The mechanism of mirror movements in 11 normal adults and 39 children (aged 4-11 years) was studied in the Department of Physiology, University College London, UK. Surface electromyographic (EMG) activity was recorded from the left and right first dorsal interosseous muscles (IDI) during voluntarily activated sequential finger-thumb opposition or repetitive index finger abduction. During unilateral opposition movements (IDIvol), mirrored EMG activity (IDImm) in the homologous muscle of the opposite hand was decreased with increasing age. In the younger children, involuntary EMG activity in the IDImm was associated with activity recorded from the IDIvol during a single finger-thumb opposition.

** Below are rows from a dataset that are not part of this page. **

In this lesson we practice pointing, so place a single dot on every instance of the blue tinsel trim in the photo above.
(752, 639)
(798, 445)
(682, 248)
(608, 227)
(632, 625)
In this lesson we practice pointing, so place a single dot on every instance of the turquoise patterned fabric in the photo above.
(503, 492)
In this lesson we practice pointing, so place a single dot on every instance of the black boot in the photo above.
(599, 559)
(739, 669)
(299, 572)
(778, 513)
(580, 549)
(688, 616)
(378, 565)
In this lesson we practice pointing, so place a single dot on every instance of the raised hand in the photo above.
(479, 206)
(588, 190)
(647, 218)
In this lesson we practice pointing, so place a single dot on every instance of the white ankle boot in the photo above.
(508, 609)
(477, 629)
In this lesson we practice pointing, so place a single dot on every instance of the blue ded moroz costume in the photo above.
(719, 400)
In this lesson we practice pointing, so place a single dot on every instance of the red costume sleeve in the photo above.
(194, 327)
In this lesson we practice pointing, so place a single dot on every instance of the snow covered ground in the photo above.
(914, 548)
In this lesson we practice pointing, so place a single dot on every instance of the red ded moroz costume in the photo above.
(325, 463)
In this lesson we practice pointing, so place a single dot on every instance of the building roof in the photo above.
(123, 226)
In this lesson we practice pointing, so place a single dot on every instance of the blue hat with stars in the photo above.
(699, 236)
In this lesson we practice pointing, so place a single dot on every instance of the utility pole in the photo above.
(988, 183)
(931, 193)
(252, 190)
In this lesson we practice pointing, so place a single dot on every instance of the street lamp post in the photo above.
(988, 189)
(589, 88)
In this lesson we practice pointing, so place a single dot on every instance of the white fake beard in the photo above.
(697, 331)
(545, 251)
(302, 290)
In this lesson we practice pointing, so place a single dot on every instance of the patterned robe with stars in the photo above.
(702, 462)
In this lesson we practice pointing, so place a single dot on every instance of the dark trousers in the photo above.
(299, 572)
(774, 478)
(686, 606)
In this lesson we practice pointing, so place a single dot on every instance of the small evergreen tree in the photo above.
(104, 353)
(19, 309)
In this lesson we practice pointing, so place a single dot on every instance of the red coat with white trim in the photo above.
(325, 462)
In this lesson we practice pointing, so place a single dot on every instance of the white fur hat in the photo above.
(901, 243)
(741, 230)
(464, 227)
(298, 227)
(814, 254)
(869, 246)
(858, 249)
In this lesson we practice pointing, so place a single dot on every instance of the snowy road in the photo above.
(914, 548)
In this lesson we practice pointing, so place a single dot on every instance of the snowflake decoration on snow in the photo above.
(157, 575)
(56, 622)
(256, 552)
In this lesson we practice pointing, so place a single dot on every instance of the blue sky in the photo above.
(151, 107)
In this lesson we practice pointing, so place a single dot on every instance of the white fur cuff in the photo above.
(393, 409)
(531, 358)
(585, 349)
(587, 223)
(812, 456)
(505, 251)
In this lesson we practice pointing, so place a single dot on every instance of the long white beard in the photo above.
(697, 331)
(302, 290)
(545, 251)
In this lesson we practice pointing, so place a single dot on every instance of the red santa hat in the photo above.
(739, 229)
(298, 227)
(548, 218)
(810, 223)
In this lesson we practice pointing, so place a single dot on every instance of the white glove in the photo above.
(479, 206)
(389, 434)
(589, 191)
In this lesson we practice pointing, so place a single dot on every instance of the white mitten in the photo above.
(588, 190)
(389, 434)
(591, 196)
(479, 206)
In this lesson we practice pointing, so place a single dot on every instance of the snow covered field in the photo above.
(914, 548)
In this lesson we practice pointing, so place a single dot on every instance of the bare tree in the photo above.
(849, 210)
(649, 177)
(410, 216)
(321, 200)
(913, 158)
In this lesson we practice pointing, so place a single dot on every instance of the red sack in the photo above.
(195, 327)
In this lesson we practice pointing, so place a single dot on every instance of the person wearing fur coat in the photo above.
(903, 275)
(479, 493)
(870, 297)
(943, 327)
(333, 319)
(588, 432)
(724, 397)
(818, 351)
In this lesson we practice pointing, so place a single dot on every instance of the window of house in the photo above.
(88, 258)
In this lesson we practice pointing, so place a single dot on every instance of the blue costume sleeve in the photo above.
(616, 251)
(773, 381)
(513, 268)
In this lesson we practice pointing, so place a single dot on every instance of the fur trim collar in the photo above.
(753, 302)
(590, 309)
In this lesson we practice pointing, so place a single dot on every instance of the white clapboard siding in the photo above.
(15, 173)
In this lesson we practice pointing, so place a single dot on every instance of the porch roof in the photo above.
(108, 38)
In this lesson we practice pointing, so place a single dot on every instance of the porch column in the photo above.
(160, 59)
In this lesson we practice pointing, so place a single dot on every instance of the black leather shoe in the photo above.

In older children, age 11 years, and adults, mirrored activity was not always present and was only detected in the average of 25 sequential finger-thumb oppositions or during performance of forceful and the less familiar index finger abduction. Mirrored activity was variable in time of onset but could occur at the same time as the voluntary burst. The slowly conducting ipsilateral corticospinal projection was not responsible for the mirrored activity recorded. In adults but not in children, transcranial magnetic stimulation showed a significant decrease in the motor evoked potential (MEP) from one motor cortex, in response to the conditioning stimulus of the other motor cortex, consistent with a transcallosal effect. Slower conducting callosal fibers in children because of late myelination would prevent the transcallosal inhibitory mechanism. The bilateral activation of both motor cortices during unilateral voluntary tasks is suggested as the likely mechanism for mirror movements in healthy children. [1]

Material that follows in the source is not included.